Democracy, Constitutional Supremacy and Legitimacy: The Case of Ukraine

Monday, 16 July 2018: 11:15
Oral Presentation
Anna OSYPCHUK, National University of Kyiv-Mohyla Academy, Ukraine
While recent events in Ukraine attracted some scholarly attention and a number of publications were produced, in a field of Sociology few of them focus on the Constitutional Supremacy and Legitimacy, Human Rights and Judicial Reform. Thus, there is still a wide gap concerning a comprehensive sociological analysis of such issues, particularly with regard to the Constitutional (and Judicial) reform that is taking place since 2014 and changes it supposes to bring to the operation of Constitutional Court, appointments of its members, and to the overall Judicial Independence.

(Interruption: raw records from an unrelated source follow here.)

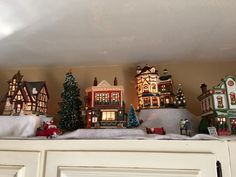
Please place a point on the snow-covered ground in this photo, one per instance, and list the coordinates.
(168, 118)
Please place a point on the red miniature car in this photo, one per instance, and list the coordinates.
(159, 131)
(49, 129)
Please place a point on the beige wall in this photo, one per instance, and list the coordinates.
(189, 74)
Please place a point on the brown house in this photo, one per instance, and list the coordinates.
(25, 97)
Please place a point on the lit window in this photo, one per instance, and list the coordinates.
(108, 116)
(220, 101)
(232, 98)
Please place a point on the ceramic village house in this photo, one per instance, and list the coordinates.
(154, 91)
(105, 105)
(25, 98)
(218, 105)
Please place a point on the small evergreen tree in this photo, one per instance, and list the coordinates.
(70, 106)
(180, 98)
(132, 118)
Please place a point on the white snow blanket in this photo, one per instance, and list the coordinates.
(128, 134)
(18, 126)
(169, 119)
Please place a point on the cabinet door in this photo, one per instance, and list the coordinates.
(232, 151)
(131, 164)
(19, 164)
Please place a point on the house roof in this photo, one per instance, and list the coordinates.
(38, 85)
(21, 89)
(147, 68)
(17, 76)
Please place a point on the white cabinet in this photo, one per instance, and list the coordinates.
(19, 164)
(132, 164)
(113, 158)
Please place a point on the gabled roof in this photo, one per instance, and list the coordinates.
(17, 76)
(21, 89)
(103, 83)
(147, 69)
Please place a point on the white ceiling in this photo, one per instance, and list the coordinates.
(105, 32)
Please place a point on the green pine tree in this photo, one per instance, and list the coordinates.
(132, 118)
(70, 106)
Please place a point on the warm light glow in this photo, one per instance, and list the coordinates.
(5, 30)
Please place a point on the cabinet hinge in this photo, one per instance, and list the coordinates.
(219, 169)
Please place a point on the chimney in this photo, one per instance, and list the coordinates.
(204, 88)
(115, 81)
(95, 82)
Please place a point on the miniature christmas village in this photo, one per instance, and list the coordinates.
(156, 91)
(218, 107)
(104, 105)
(25, 98)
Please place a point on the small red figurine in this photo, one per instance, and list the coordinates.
(159, 131)
(48, 129)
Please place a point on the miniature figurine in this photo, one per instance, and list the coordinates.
(159, 131)
(49, 129)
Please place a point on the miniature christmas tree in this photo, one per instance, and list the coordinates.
(70, 107)
(180, 98)
(132, 118)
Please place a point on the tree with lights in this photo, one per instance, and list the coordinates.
(132, 118)
(70, 106)
(180, 98)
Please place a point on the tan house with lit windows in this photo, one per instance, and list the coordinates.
(24, 98)
(218, 104)
(104, 105)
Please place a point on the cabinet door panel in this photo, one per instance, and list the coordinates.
(19, 164)
(132, 164)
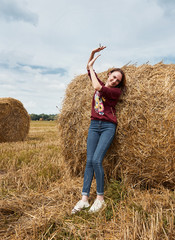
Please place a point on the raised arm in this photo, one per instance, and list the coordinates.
(95, 83)
(93, 53)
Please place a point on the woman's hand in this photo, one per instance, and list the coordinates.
(92, 55)
(91, 63)
(98, 49)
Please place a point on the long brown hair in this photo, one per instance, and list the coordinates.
(122, 84)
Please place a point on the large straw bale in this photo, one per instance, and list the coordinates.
(14, 120)
(143, 150)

Such analysis is not only valuable for comparing and understanding social and political process and changes in Ukraine, but for the wider discourse on democracy, constitutions and (social) transformation.

Another important aspect that I also discuss is the fact that the demands and/or appeals to the Constitution, Constitutional Rights and Supremacy, and principles of Division of Powers were one of the main themes of all significant civil protests (revolutions) in Ukraine – most particularly Student protests of 1990 (Revolution on Granite), Orange Revolution of 2004, and Maidan / Revolution of Dignity (2013-2014). I argue drawing on empirical data that underlining values and intentions which pulled people toward participation in Ukrainian revolutions are closely connected to the particular understanding of human rights and freedoms and to the vision of ideal rule of law, however removed it might have been from their actual everyday reality.

Thus I argue the need for a comprehensive sociological analysis of an ongoing Judicial reform in Ukraine and changes it will bring to the Constitutional Court and process and further to the political system and governance. Recent media discourse and professional legal discourse regarding the Constitutional and Judicial reform are analysed. I also discuss the ongoing debate if suggested reform of Constitutional Court will ensure democratic governance.